As I listened to his story and decision I began to consider whether what we see is ever truly “real”. I know this borders on philosophical so stick with me here while I work it out. But what I mean by this is that, don’t we each bring our own preconceived notions to everything we see around us? We put judgments on what we see based on what we’ve learned and experienced.
So, because I know that Tigers can be dangerous, if I were to see one loose I would look on it as a threat. I would see its teeth and claws and probably whether its hair was raised or flat. If I didn’t have that background, though, would I see it differently? Would I maybe see its stripes as art rather than ammunition?

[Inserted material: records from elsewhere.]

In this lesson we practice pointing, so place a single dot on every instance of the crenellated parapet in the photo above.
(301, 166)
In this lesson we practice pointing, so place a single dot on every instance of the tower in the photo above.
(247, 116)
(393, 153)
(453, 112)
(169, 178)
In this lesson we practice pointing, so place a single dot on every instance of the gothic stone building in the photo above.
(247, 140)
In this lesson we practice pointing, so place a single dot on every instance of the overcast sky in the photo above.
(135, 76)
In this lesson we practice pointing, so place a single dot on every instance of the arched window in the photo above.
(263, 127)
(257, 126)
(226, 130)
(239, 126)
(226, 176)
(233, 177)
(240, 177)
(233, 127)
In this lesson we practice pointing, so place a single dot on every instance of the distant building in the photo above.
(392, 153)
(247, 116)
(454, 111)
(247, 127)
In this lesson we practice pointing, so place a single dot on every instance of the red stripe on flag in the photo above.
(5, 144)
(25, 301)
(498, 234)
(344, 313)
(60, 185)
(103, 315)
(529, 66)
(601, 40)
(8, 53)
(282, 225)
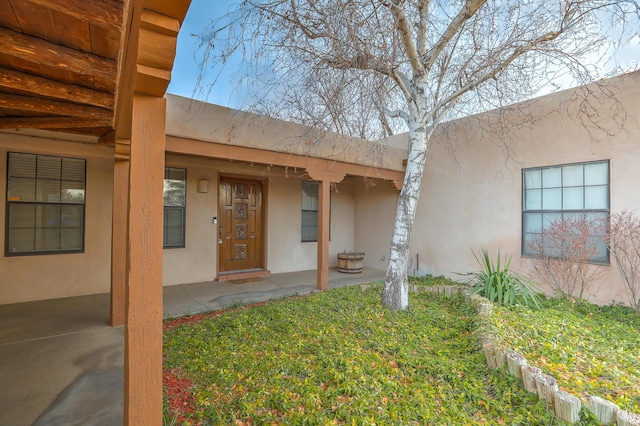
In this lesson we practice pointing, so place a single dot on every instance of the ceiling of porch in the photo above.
(58, 64)
(62, 62)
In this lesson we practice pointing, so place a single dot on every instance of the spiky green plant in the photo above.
(497, 283)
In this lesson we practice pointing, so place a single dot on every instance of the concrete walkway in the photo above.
(61, 363)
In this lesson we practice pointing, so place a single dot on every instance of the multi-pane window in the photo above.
(552, 194)
(175, 196)
(309, 211)
(45, 204)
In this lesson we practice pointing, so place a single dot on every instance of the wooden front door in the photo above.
(240, 224)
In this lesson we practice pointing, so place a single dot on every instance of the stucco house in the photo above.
(168, 190)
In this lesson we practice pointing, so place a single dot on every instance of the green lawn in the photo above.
(338, 357)
(590, 350)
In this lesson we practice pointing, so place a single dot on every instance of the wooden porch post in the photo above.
(143, 332)
(324, 195)
(119, 240)
(324, 178)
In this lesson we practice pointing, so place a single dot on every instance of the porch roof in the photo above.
(68, 66)
(207, 130)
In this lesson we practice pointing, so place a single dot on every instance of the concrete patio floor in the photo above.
(62, 364)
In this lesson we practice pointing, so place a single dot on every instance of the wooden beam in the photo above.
(119, 242)
(108, 139)
(46, 53)
(51, 123)
(160, 24)
(40, 86)
(126, 72)
(29, 103)
(330, 176)
(105, 13)
(324, 197)
(143, 331)
(260, 156)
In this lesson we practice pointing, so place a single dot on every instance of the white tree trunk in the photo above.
(395, 295)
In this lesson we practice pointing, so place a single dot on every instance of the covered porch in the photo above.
(63, 363)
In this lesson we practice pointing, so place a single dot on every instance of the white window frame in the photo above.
(554, 192)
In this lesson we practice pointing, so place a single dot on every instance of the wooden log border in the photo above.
(566, 406)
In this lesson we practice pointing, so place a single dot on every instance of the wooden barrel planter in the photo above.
(350, 263)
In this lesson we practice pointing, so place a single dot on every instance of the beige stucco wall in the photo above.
(24, 278)
(28, 278)
(472, 191)
(285, 251)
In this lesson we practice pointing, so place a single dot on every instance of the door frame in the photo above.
(264, 210)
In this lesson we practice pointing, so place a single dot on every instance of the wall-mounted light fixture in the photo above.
(203, 186)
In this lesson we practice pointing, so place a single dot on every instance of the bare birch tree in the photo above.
(442, 58)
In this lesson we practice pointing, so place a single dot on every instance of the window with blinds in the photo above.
(309, 229)
(45, 204)
(175, 196)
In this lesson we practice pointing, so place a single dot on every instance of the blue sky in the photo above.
(228, 90)
(186, 68)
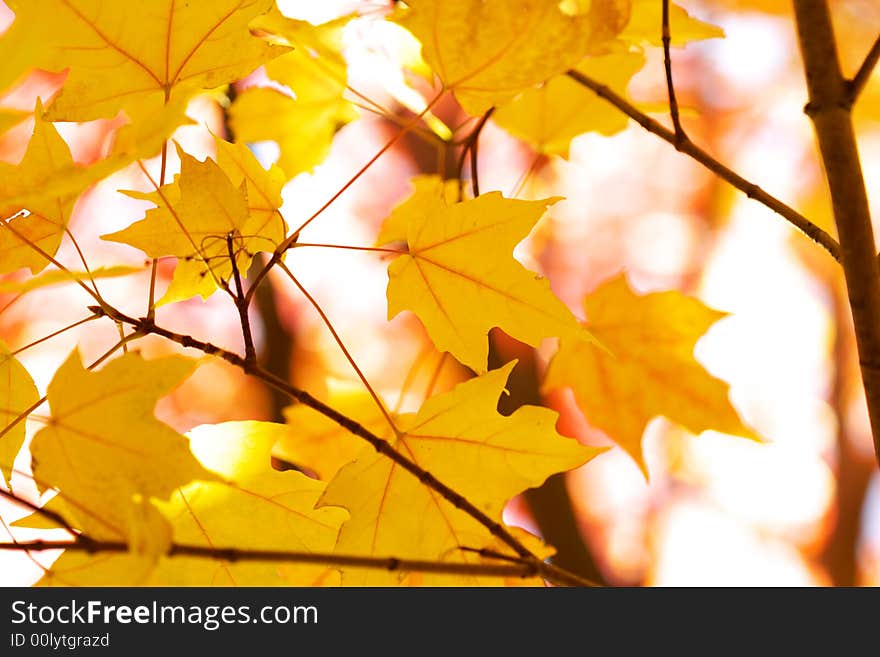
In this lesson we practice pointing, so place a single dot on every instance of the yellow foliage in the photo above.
(103, 448)
(201, 212)
(550, 116)
(133, 57)
(303, 124)
(459, 277)
(17, 394)
(488, 51)
(461, 439)
(650, 369)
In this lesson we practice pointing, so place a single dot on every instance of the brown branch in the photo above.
(241, 304)
(471, 144)
(666, 37)
(83, 544)
(830, 112)
(496, 529)
(855, 86)
(687, 147)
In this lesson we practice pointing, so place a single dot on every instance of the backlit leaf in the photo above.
(460, 278)
(650, 369)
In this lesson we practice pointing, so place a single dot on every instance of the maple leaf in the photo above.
(250, 506)
(650, 369)
(460, 438)
(459, 277)
(429, 190)
(647, 16)
(303, 124)
(135, 57)
(487, 51)
(200, 211)
(17, 394)
(254, 507)
(47, 154)
(549, 117)
(103, 448)
(48, 178)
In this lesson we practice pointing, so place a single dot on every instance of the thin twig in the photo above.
(342, 347)
(250, 352)
(144, 326)
(52, 335)
(232, 555)
(470, 146)
(857, 84)
(670, 87)
(750, 189)
(279, 251)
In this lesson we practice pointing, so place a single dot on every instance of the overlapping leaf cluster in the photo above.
(122, 475)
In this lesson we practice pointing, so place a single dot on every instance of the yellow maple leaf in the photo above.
(460, 278)
(135, 57)
(103, 448)
(54, 175)
(17, 394)
(49, 212)
(429, 190)
(645, 23)
(255, 507)
(487, 51)
(461, 439)
(250, 507)
(198, 214)
(650, 369)
(303, 124)
(550, 116)
(61, 276)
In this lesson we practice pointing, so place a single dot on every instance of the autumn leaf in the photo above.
(644, 25)
(249, 506)
(17, 394)
(254, 507)
(460, 278)
(650, 369)
(198, 214)
(488, 51)
(103, 448)
(550, 116)
(135, 57)
(303, 122)
(47, 154)
(460, 438)
(428, 192)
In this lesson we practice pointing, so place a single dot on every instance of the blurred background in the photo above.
(802, 509)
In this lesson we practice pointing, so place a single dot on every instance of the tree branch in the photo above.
(666, 38)
(829, 109)
(82, 544)
(496, 529)
(687, 147)
(855, 86)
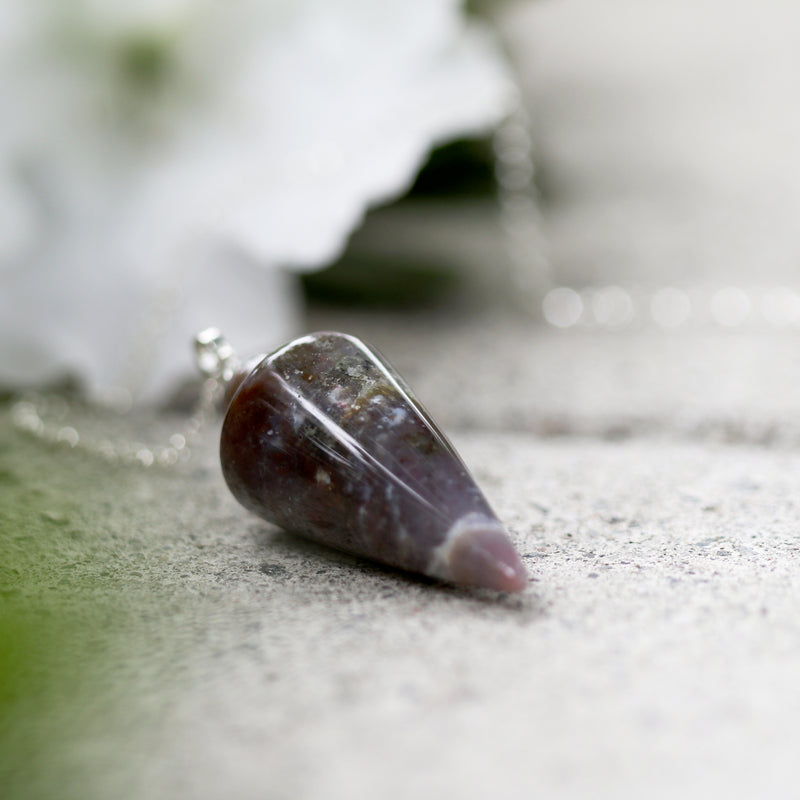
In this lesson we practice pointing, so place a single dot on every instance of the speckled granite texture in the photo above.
(159, 642)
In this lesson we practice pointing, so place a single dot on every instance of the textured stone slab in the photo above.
(204, 654)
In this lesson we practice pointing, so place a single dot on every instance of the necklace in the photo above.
(323, 438)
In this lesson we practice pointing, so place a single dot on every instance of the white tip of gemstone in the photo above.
(479, 553)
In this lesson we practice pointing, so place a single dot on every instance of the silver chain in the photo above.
(51, 418)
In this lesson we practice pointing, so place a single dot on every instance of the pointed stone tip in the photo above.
(482, 555)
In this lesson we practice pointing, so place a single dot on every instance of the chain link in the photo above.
(51, 418)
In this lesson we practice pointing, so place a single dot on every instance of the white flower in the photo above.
(161, 162)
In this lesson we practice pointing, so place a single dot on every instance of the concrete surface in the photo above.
(201, 654)
(156, 641)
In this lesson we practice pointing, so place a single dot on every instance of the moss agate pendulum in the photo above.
(323, 439)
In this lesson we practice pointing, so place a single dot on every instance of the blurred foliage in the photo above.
(460, 170)
(357, 281)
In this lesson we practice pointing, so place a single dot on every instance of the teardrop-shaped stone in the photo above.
(322, 438)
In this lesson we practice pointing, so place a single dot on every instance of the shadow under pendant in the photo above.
(324, 439)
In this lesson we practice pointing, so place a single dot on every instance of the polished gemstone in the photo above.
(322, 438)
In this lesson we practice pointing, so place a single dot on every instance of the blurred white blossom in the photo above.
(163, 162)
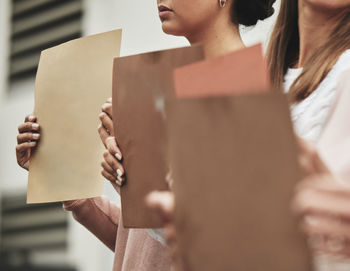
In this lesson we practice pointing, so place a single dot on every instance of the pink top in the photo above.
(134, 249)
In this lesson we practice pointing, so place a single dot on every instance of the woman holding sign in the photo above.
(214, 23)
(308, 55)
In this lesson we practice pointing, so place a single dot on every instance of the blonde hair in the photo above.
(283, 52)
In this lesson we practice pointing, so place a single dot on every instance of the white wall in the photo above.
(141, 33)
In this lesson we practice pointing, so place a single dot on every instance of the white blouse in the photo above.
(310, 115)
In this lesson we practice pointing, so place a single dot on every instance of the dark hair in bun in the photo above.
(248, 12)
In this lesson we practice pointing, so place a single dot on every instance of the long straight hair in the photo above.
(283, 52)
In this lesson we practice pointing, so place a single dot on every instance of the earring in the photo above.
(222, 3)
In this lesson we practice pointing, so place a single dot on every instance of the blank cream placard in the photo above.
(73, 80)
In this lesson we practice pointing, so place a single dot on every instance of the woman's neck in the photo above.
(218, 39)
(315, 27)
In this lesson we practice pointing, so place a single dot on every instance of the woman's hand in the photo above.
(323, 204)
(163, 203)
(27, 140)
(112, 162)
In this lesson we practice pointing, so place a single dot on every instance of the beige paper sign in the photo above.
(73, 81)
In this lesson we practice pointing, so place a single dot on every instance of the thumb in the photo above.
(112, 147)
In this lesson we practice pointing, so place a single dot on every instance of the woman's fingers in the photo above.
(28, 127)
(109, 169)
(107, 123)
(108, 176)
(107, 108)
(112, 147)
(30, 118)
(115, 166)
(25, 137)
(25, 146)
(103, 134)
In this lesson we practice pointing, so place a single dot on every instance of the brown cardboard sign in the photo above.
(73, 80)
(142, 85)
(238, 72)
(234, 165)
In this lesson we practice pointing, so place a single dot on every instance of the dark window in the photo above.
(31, 233)
(37, 25)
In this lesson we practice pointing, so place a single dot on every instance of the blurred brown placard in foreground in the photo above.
(234, 164)
(142, 86)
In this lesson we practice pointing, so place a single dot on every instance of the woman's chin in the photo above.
(170, 29)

Another example… my husband. When I look at him I see what he means to me. Not in the ‘you mean so much to me’ sense, but more in the ‘will he be willing to take our daughter to the dentist so I can write’ sense. I might see the clothes he is wearing, the expression on his face, his body language and this will tell me what I need to know. Ah… he is dressed in shorts, looks relaxed, and is smiling. Great…. More writing time. Others, though, might
see his nice looking calves, unhidden by longer pants. They might note the depth of his brown eyes or the length of his arms.
I remember in a college psychology class I learned that it only takes seven dates for us to no longer care about the appearance of the person we are going out with. Seven! That’s it. Familiarity might breed contempt, but apparently it also can breed love. Once we stop focusing on what someone looks like we begin to prioritize their other attributes.
So, maybe the question of there being a true or real visual is mute. The beauty of love is that, blind or not, part of how I see my spouse will always include what he looked like when we met.